Lavazza, già forte di una longeva e assidua collaborazione con il fotografo all’interno del progetto Tierra! sugella definitivamente l’intesa (forse anche sfruttando l’ondata di popolarità che avvolge la figura di uno dei più noti fotoreporter del mondo) decidendo di dare un taglio nuovo a quello che rappresenta ormai il suo progetto pubblicitario di punta. Non più il solo intento estetico ma una missione umanitaria.

Per l’edizione 2015 nasce dunque The Earth Defenders – i difensori della Terra dedicato all’Africa e alle persone comuni che lavorano quotidianamente per salvaguardare e migliorare il futuro del continente. È innegabile il carattere impegnato del progetto, che devolverà i ricavi delle vendite del calendario a 10.000 Orti in Africa, iniziativa di Slow Food volta a raccogliere fondi per la coltivazione degli orti nelle scuole, nei villaggi e nelle periferie di 25 Paesi del continente. Ma il Web in questi giorni ha dato spazio a un grande dibattito che vede il lavoro fotografico di Steve McCurry mira di diverse critiche che gli rimproverano di aver costruito una serie di immagini troppo estetizzanti, in cui manca la vera essenza del reportage. Da qui sorge spontaneo un interrogativo: come va inteso un lavoro fotografico di questo genere?
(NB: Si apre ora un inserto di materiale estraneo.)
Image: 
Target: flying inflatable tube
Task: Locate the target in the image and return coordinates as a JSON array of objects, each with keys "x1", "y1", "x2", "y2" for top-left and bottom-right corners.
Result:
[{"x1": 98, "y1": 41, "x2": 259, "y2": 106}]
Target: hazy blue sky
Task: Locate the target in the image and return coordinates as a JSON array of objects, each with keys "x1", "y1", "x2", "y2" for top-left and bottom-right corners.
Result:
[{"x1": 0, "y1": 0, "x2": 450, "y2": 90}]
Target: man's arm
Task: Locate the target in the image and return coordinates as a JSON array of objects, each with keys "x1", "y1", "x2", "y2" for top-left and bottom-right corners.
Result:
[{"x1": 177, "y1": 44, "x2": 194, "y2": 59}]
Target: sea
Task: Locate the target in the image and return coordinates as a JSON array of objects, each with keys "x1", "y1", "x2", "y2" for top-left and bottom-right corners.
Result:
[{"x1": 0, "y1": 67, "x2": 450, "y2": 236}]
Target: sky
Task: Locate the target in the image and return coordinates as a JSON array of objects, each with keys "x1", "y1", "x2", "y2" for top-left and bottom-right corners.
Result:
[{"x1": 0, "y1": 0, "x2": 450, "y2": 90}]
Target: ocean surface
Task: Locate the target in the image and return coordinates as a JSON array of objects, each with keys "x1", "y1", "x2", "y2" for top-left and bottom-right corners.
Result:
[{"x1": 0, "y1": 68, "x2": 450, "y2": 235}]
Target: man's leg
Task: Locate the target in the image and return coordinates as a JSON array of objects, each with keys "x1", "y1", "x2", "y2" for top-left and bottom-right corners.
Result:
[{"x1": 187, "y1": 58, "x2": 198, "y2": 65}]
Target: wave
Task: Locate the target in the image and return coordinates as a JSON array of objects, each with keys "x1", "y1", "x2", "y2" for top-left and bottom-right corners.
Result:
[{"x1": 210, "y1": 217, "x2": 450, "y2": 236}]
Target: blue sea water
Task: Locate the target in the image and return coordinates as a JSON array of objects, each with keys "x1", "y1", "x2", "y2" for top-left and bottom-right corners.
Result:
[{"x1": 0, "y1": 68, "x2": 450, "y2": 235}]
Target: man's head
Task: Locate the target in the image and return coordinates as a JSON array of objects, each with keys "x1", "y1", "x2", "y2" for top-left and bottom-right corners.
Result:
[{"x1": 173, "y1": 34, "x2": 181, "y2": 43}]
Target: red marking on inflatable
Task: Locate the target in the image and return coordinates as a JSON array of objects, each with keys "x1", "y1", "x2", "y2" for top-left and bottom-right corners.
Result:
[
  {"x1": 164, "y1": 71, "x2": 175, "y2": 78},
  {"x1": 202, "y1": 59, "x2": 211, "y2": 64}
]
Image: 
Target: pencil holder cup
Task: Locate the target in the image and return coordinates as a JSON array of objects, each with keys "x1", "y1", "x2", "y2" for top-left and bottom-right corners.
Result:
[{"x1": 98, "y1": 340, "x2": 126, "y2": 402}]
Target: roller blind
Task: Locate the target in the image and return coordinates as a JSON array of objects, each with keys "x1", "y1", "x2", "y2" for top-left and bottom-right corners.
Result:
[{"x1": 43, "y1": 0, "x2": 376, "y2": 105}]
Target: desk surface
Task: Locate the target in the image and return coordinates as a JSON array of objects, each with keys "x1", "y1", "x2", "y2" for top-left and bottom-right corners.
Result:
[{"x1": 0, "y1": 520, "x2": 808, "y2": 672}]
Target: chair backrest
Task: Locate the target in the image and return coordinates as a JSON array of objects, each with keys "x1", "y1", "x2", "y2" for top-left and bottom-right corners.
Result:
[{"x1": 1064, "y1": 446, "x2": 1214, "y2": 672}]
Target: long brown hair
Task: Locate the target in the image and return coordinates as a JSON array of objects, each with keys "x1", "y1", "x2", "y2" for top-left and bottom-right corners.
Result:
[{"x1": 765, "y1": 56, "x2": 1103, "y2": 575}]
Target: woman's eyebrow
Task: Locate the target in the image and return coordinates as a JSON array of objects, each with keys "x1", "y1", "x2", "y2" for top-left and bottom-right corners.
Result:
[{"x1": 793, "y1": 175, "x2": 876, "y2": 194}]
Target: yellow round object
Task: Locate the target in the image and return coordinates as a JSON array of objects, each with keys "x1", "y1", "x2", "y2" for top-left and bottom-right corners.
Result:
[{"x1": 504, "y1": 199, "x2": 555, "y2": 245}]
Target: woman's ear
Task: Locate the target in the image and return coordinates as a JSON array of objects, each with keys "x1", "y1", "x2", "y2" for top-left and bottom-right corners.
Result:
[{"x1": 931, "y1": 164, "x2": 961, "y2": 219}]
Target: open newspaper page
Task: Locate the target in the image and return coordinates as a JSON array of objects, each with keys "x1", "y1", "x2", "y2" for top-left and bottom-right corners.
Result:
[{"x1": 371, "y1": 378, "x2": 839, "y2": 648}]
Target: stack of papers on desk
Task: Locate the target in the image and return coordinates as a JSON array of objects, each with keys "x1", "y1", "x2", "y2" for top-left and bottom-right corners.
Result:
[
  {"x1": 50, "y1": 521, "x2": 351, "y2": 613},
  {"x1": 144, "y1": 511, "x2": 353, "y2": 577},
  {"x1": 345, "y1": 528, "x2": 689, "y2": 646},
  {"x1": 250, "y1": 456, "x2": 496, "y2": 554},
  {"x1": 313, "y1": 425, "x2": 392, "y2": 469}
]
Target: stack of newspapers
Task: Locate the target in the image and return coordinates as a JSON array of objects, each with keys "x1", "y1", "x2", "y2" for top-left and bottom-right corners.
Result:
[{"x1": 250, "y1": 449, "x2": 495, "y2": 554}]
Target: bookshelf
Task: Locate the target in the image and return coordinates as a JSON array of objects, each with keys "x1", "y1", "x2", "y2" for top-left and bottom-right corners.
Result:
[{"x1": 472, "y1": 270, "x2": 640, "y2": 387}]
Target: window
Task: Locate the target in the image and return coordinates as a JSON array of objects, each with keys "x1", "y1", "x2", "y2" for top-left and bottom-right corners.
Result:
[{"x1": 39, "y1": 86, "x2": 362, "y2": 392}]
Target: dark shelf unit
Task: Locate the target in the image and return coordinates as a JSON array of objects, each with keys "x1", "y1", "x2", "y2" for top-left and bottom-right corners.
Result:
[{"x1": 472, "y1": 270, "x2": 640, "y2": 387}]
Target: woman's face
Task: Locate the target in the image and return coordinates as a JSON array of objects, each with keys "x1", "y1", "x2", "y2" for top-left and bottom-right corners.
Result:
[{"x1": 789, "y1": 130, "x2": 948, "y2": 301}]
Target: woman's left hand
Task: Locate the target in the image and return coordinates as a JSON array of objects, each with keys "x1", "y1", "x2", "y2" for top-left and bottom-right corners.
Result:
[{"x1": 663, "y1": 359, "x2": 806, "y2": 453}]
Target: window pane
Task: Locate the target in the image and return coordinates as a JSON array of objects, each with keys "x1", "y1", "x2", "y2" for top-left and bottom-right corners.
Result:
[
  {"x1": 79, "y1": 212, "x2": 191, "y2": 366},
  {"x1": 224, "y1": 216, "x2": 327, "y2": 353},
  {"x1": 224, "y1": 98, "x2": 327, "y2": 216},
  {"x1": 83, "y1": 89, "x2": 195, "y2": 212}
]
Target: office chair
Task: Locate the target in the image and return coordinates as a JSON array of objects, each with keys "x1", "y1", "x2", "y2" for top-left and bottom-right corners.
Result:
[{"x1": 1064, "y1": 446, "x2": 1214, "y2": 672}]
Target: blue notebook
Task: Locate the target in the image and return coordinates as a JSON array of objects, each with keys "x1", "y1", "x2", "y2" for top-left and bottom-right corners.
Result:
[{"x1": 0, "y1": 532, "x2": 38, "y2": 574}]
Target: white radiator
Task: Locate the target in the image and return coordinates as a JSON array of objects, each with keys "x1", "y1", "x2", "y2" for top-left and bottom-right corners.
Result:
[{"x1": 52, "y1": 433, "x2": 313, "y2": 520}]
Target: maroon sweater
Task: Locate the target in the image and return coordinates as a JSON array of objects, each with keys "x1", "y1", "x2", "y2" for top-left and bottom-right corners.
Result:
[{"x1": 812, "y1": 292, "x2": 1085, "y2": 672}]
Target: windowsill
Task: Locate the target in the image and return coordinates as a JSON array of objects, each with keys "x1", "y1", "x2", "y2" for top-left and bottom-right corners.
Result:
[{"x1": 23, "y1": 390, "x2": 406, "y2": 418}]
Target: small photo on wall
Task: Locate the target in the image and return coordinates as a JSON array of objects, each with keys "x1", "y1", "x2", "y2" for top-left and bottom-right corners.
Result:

Storicamente il lavoro su commissione ha permesso agli artisti di plasmare la propria creatività sulle richieste del committente. Dunque costretto da linee guida rigide, imposte da chi paga, il creativo deve soddisfare la richiesta senza abbandonare la propria visione delle cose. Se dunque un fotoreporter, che non è propriamente definibile artista ma creativo sì, decide di accettare un lavoro pubblicitario, non sta facendo reportage, ma sta facendo a modo suo pubblicità. Un prodotto commerciale è portato a rispondere, nella maggior parte dei casi, ai canoni imposti dalla comunicazione pubblicitaria.

Ecco quindi che la fotografia diventa saturazione dei colori e plasticità dei volumi. E in questo il Calendario Lavazza rimane coerente, perché di fotografia pubblicitaria si tratta, da vent’anni a questa parte. Dove risiede la vena reportagistica del calendario? Non nella fotografia.

Steve McCurry e Lavazza hanno deciso di veicolare l’idea documentaria tipica del reportage, affidandola all’aspetto didascalico della campagna: alle descrizioni dei personaggi ritratti, alle video interviste, piuttosto che alla tecnica fotografica, che risulta eccessiva nella post produzione digitale. Quindi via libera a Photoshop e allo stile patinato, perché non si tratta dell’ultimo reportage in Africa del fotoreporter, ma di una campagna, che al di là della missione umanitaria rimane pur sempre pubblicità.

Così, pur essendo la prima volta che Lavazza non propone un calendario con protagonisti modelle e modelli professionisti, tecnicamente i soggetti ritratti da McCurry posano in un set costruito ad hoc, con tanto di tazzina in mano, come a ricordarci che difficilmente il mondo pubblicitario incontra lo stile del reportage.